At this rate, Korea would be trapped in internal discord before we accomplish inter-Korean integration and become the second largest economy in the world. Korea is facing a moment of historical decision. Just as American activist Jeremy Rifkin had posed the question to the United States, Korea has to choose between the American dream, which values economic development, accumulation of material wealth and independence, and the European dream, which prioritizes sustainable development, quality of life and a sense of community. Perhaps, Koreans have been pursuing the American dream more faithfully than even those in the United States, itself. In fact, Korea had little choice. We defended the country from communist threats with the help of the United States, and we could focus on economic development within the solid boundary of the Korea-U.S. alliance. The choice proved to be successful. Now, Korea has grown, and it is time we become mature and get through challenges on our own.

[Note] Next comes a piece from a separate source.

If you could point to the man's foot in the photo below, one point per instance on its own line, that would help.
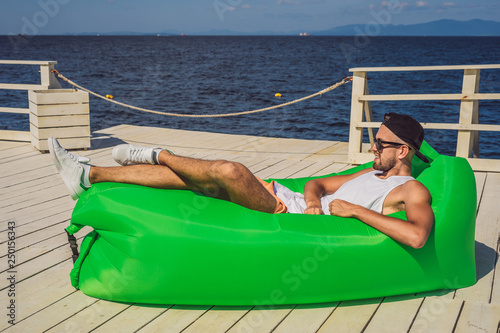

What we must not miss at this point is that the United States itself is skeptical of the American dream and values. That’s why the European media is supportive of Barack Obama, who is often compared to Franklin Roosevelt. President Obama chose a path of social integration leading to a harmonious world. He is pursuing various reforms by fighting against the vested interests. To the 50 million poor Americans with no health insurance, Obama’s medical reform is a light of salvation. Ten years ago, government spending made up 48.2 percent of the GDP in Europe compared to only 34.3 percent in the United States. In 2010, the second year in the Obama Administration, the U.S. government spending will be 39.9 percent of the GDP, close to Europe’s 47.1 percent. Many people believe that the U.S. government is adopting the European social democracy with an emphasis on redistribution of wealth and social welfare.

Let’s return to Korea’s problem. Should we still follow the old American model? Will we take what the United States considers no longer valid? A new and evolved Korea, not a miniature version of America, is a better partner for the fast-changing United States. Just like President Obama has, we need to seriously consider European capitalism with a human face. Rifkin declared that an American dream that does not pay attention to social security should have been abandoned long ago in the world of increasing risk, diversity and mutual dependency. In order to avoid catastrophic polarization, Lee Myung-bak needs to make preemptive and bold efforts for social integration.


*The writer is head of the Strategic Planning Team of the JoongAng Ilbo.